To a large extent, the answer to this question will depend on how successful you are at working on your own without the infrastructure of a course/lecturer/problem sets/etc. to guide you. Given this, if you don't know yet whether you work well by yourself, there's only one way to find out: try it! You may find that you are good at working by yourself, and, if so, it doesn't really matter what your background is: you can fill it in by reading more books. On the other hand, you may find that it's hard to make progress without the usual structures that a course provides, and that's fine; many successful mathematicians were not all that independent when they were undergraduates.
One book that you can read which doesn't require much background at all is Hardy and Wright's classic text on number theory. It does not suit everyone's taste, but if you are not yet sure where your taste lies, you can take a look and see if you like it.

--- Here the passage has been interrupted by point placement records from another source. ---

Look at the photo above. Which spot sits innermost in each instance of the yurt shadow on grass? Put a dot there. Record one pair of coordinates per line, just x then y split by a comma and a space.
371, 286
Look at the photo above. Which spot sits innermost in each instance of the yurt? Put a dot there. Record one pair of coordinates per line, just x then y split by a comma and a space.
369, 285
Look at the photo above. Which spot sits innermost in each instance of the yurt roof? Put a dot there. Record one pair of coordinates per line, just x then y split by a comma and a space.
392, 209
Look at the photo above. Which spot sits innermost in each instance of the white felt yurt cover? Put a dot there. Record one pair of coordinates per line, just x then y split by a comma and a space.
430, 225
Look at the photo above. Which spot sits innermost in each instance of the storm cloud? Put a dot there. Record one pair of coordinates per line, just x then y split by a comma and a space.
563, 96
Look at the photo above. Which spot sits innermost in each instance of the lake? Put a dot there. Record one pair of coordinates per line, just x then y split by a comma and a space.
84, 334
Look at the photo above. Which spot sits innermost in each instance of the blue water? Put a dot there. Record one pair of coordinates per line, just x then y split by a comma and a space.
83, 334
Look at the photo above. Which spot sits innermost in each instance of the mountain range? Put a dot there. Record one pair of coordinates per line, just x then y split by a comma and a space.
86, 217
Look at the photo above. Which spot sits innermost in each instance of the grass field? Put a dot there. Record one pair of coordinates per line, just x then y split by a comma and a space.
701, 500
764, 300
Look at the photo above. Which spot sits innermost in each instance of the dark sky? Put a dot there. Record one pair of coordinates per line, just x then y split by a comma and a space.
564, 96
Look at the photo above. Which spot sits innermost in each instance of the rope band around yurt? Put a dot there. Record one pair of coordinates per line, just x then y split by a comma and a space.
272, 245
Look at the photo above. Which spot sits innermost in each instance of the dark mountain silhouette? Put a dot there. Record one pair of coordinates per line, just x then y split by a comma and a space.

One thing that you didn't address in your post is the question of how comfortable you are with reading and writing proofs. If you are not comfortable with this aspect of mathematics, then my suggestion of Hardy and Wright won't be terribly appropriate, and neither will many of the others. If you are comfortable with proofs, then in some sense there is no limit on what you can do by yourself, since (at least in principle) you can pick up any textbook and try to learn what is in it. On the other hand, if you find that you aren't (yet) comfortable with reading and understanding formal proofs by yourself, then it will be harder to go very far by yourself, and it might be better to focus on your formal course work for now. (And, if your ambition is to pursue pure mathematical research, you should try to take courses that introduce you to reading and writing proofs as soon as you can.)
Whatever your situation is, you should always be sure not to neglect your formal coursework (even if the work you are doing on your own turns out to be more exciting). Excellence in formal coursework is more or less a requirement for going on in graduate school, which is in turn a requirement for becoming a research mathematician.